While you’re trapped in this development limbo, you are approached by a mysterious presence: an NPC from a previous iteration of The Magic Circle that gained sentience and is tired of laying around. This AI (the “Old Pro”) gives you the ability to ‘re-program’ parts of the game, mixing and matching the characteristics of  creatures and objects in the game. Your goal: take down one of the “Sky Bastards” (the in-game avatars for the developers), take control of the game … and that’s it. That’s the goal. How you accomplish that goal is up to you the player, but you have free reign to explore the game world until you come up some means of doing this. There’s plenty to discover in the game: audio logs of the developers talking, different creatures, old artifacts from previous versions of the game, and even a whole secret storyline to reward super nosy players.

There have been plenty of games that play with the nature of control, I’ve already talked about some of them on here, but what makes The Magic Circle so interesting is that you make the game play for you. The only ability you, the player, has in the game (aside from movement & jumping) is the ability to re-write parts of the game. You can zap a terrible beast, and take its legs, and put those legs onto a rock. You can take a mushroom, and rewrite it to be your ally. This mostly comes into play to solve puzzles, and do some combat, but this is a mechanic that gives you, simultaneously, very limited and almost unlimited control. On the one hand, you have very little direct control, you can’t even fight on your own. On the other hand, you have plenty of influence over things around you. The Magic Circle is a game that blends elements of game play with game design and development (this is especially clear at the end, which is one thing I wont spoil because it’s too good for that), and it does it in a way that works. Of course, The Magic Circle is a satire of game development, not a documentary or a how-to. Several members of development team at Question had previously worked on triple-A games like Bioshock and Dishonored. The experience is obvious. And the frustration is obvious too. Whether that frustration is more directed at the developers or the players is a little more uncertain.

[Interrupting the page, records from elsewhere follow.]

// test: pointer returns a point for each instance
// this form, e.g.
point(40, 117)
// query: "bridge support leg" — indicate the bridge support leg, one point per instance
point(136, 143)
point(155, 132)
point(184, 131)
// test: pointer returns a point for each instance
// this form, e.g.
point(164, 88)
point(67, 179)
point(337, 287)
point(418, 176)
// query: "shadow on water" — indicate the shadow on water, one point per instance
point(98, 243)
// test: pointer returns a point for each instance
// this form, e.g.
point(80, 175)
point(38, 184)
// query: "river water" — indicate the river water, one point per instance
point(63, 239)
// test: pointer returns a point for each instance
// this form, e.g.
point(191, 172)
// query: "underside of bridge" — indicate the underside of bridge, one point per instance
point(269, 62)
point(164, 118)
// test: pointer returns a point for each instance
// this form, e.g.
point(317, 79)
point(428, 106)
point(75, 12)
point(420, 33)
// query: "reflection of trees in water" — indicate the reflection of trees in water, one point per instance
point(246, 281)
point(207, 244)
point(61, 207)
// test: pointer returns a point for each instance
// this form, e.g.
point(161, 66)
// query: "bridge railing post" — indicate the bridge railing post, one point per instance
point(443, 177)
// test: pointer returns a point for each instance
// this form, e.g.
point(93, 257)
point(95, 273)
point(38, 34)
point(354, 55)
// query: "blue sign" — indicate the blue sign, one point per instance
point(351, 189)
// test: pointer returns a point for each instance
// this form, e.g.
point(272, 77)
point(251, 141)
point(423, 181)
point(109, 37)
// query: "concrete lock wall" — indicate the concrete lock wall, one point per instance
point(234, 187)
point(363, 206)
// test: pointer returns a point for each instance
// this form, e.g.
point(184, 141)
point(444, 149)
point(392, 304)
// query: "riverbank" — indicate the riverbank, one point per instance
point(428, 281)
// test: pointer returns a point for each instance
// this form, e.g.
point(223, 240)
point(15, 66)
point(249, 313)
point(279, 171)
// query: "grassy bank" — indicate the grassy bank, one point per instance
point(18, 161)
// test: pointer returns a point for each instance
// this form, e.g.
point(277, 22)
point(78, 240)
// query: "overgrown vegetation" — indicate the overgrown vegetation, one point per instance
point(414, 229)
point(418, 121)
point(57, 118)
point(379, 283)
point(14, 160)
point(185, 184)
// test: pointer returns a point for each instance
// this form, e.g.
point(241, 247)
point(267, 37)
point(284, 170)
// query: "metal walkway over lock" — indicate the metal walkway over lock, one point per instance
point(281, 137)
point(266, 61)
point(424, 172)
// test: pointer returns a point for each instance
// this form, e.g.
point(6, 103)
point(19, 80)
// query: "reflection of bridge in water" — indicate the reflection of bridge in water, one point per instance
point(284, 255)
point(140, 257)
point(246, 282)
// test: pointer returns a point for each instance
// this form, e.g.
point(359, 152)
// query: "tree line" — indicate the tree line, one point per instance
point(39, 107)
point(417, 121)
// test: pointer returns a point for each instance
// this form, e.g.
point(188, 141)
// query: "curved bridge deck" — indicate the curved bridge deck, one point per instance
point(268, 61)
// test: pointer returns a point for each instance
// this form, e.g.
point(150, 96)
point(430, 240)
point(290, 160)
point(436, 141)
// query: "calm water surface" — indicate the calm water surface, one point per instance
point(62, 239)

On the one hand, the developers Ish, and Maze are both too pretentious and headstrong to really consider what the players want. On the other hand, Coda and the fans let their desires for a new game eclipse their lack of skill or consideration. And while Ish’s final speech has self-loathing in spades, I can’t help but feel, as a player, like he’s got some good points.

Consumers consume lazy games: give us the same violence, the same hero’s journeys, the same mechanics, and we’ll buy it. Even if we complain we’ll buy it. Just so long there are enough gimmicks or some top-of-the-line graphics we’ll just get it anyway. And designers make lazy games. Not only that, producers demand lazy games. Games that are grinding to design, and grinding to play. We’re turning games into chores.

Where did this cycle begin? With players or with designers? I’m not sure that Magic Circle can answer that, but it is righteously angry.

The Magic Circle has its flaws. It’s definitely too short – there’s only really one level with one mechanic, which is a little disappointing. And for all the incentives to explore it can be kind of boring to scour the map for documents when there’s no mechanical reward. But at least it is willing to really be angry, and to be funny, and to ask questions, and (most rare of all) to offer a solution.

Make a game.

We, as players, need to start making games. Games that mean something to us. It isn’t easy. Like any task worth doing it takes time to learn, and it takes time to develop, but it is worth doing. And it is necessary if we want things to be better, both in and out of the industry.

Because, to use the words of the old pro, “there’s a zillion to one chance that maybe now fun ain’t enough.”